There is no “evidence” for this, nor could there be, nor do I have the slightest need for any.
I will say that my home in any organized religion is tenuous to say the least. I find religion the best description of what I know, but it’s still extremely narrow, culture-bound, prescriptive, and always contains so much foolishness and elaboration. For most people it’s a social club with a fairytale premise and set of rules, bound together with archetypes. Which is fine! But that is not the heart of it, for me.
It’s because religions aren’t much about the supernatural stuff. They are actually cultures.
So the aunt was OK with the girl not believing in their deity - deep down I suspect many religious people know it’s all fairy tales - but her concern was with the possibility that the girl’s identity had changed.
[quote=“Velocity, post:44, topic:943328, full:true”]
Thanks. I think we have enough responses from atheists/agnostics by now (the comments from the atheist side outnumber the Christian side about 40 to 1 so far.)
Still waiting to hear from theists.[/quote]
I’ll dip my toe in here, though I’ll probably regret it.
I am an Orthodox Jew. (Those who have been here a while know me, and know that.) At the heart of our belief is that our entire nation of ancestors - six hundred thousand men over the age of 20, plus women and children - experienced a clear, direct revelation from G-d, and entered into a covenant with G-d to be a holy nation that would display the beauty of his ways among the other nations of the world. This initial revelation is the cornerstone of our faith - an entire nation testifying to their children and they to their children for over three thousand years. Included in this testimony is the fact that the nation then entrusted Moses to be the bearer of future such clear messages from G-d, and that the Torah that he wrote is such a message.
How can I be so sure about it is the question put forth in this thread. I’d say that there are a number of statements written in the Torah on the subject of the mass revelation which make sense to have achieved nationwide acceptance only if they’re true.

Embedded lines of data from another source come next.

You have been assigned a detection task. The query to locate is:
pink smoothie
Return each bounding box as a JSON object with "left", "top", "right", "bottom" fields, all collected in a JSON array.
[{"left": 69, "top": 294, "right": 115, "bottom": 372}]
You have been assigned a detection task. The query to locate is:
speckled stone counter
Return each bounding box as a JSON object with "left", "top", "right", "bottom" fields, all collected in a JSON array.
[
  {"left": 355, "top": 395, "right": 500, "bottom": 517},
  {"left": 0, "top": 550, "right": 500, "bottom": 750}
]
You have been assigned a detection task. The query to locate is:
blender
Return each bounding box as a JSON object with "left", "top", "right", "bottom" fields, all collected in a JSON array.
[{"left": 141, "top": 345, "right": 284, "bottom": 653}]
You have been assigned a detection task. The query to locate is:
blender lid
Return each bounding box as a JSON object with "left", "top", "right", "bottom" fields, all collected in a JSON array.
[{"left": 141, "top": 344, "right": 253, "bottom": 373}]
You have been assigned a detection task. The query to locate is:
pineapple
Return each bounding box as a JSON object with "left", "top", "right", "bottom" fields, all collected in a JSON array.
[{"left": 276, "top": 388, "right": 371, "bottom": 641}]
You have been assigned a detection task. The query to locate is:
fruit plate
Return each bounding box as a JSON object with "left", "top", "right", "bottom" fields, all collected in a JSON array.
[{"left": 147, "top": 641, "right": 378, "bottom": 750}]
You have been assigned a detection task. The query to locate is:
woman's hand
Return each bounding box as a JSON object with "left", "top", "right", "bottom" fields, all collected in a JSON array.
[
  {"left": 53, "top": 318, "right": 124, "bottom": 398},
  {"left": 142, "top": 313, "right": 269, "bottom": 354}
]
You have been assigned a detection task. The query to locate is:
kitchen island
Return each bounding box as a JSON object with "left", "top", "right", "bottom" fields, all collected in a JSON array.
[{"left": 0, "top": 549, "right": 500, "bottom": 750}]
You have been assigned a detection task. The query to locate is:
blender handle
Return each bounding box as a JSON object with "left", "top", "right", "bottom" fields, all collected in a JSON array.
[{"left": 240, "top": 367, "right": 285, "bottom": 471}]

The alternative would require some sort of nationwide fraud intentionally perpetuated by all those alive - of varying generations - on their children and descendants to come, for no obvious gain.
Ok, this post alone made it worth coming back. (Oh, hi, I’m back. Sorry, no pie.) Pretty much exactly what I was thinking after reading that post, but much more succinct and humorous than I would have managed.
I understand we’re able to “like” posts now
but I haven’t “progressed” that far just yet…
ETA: I have no idea which “topic” I’m supposed to pick to reply to, but here goes nothing.
Especially the part about, “Well if you don’t believe in God, what makes you do good?”